Their two-week permanent floating seminar began casually over refreshments at the Frankfurt airport before the plane to Izmir (Smyrna in antiquity). Soon they were Mary and Hugh to everybody. And it's good they loved their subjects because, except for an occasional dip in Homer's "wine-dark sea," they would be "on" the whole time, giving mini-lectures, holding question-and-answer sessions, endlessly chatting between and during meals.

Typical sequence: In a lecture Mary discusses the Greek tradition of oral poetry, noting that Homer's dialect came from a place on our route. Hugh mentions that the poets had certain formulas and ready-made bits of verse - "rosy-fingered dawn," for example - to rely on between more inventive passages. Later, in conversation, a passenger (in this case I) asks if these ready-mades can be compared to the musical clichs jazz musicians call upon in the midst of improvisation. Yes, says Hugh, adding there are equivalents in classical composition, too. Smart travel, yeah!

In Izmir our hemmed-in bus had a hard time getting out of the airport's hot and dusty parking lot. Minor grousing began. Not for the last time I quoted Freya Stark traveling in Lycia where we would soon be: "One of the chief blessings of travel is that ... the pleasant and unpleasant days are almost equally agreeable to remember, once they are over."

One of the chief blessings of educational travel is that a Hugh or Mary will have something more to say. Hugh recalled Virgil's Aeneas rallying his storm-struck men after the fall of Troy: "You'll enjoy remembering this later." Back home I find the full quotation with a cross reference to Homer: "Even his griefs are a joy long after to one that remembers all that he wrought and endured."

We endured a delay when our ship was diverted to the Greek island of Samos for some unexplained bureaucratic reason. But Samos itself was a joy, not only for the orange juice and bouzouki players at a sidewalk cafe, but also, of course, for the Temple of Hera, the spouse of Zeus - with Mary and Hugh reminding us of the divine couple's earthy marital arguments.
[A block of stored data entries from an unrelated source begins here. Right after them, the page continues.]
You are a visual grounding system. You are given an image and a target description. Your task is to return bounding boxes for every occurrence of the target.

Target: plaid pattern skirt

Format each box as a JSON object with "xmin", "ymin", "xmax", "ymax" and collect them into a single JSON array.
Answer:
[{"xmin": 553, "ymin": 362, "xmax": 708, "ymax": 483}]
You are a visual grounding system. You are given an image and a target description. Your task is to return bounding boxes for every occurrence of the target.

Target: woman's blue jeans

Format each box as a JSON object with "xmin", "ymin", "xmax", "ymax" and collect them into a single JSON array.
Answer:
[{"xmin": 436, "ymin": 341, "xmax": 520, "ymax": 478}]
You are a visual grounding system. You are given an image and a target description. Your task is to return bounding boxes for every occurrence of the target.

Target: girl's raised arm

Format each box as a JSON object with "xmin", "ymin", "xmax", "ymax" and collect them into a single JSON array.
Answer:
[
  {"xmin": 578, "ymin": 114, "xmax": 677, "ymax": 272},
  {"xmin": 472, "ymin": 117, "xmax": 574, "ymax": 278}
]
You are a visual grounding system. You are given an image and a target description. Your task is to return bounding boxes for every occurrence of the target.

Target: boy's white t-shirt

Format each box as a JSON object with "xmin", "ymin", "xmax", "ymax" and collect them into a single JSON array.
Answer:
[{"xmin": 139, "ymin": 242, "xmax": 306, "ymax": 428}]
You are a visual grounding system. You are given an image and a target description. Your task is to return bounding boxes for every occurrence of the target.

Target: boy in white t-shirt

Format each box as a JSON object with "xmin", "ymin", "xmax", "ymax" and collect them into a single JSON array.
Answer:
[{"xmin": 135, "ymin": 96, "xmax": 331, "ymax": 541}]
On the Turkish mainland, we visited many stone theaters, from the largest of the Roman period (24,000 seats at Ephesus, a tenth of the population) to the smallest (seven rows of seats in a castle at Simena).

What a dividend when Hugh took the stage and declaimed in ancient Greek to us continuing-education Argonauts - some clambering like the nearby goats for photo angles, some relaxing in the rock-carved seats, some swigging from the recommended bottles of water, all getting smarter by the day.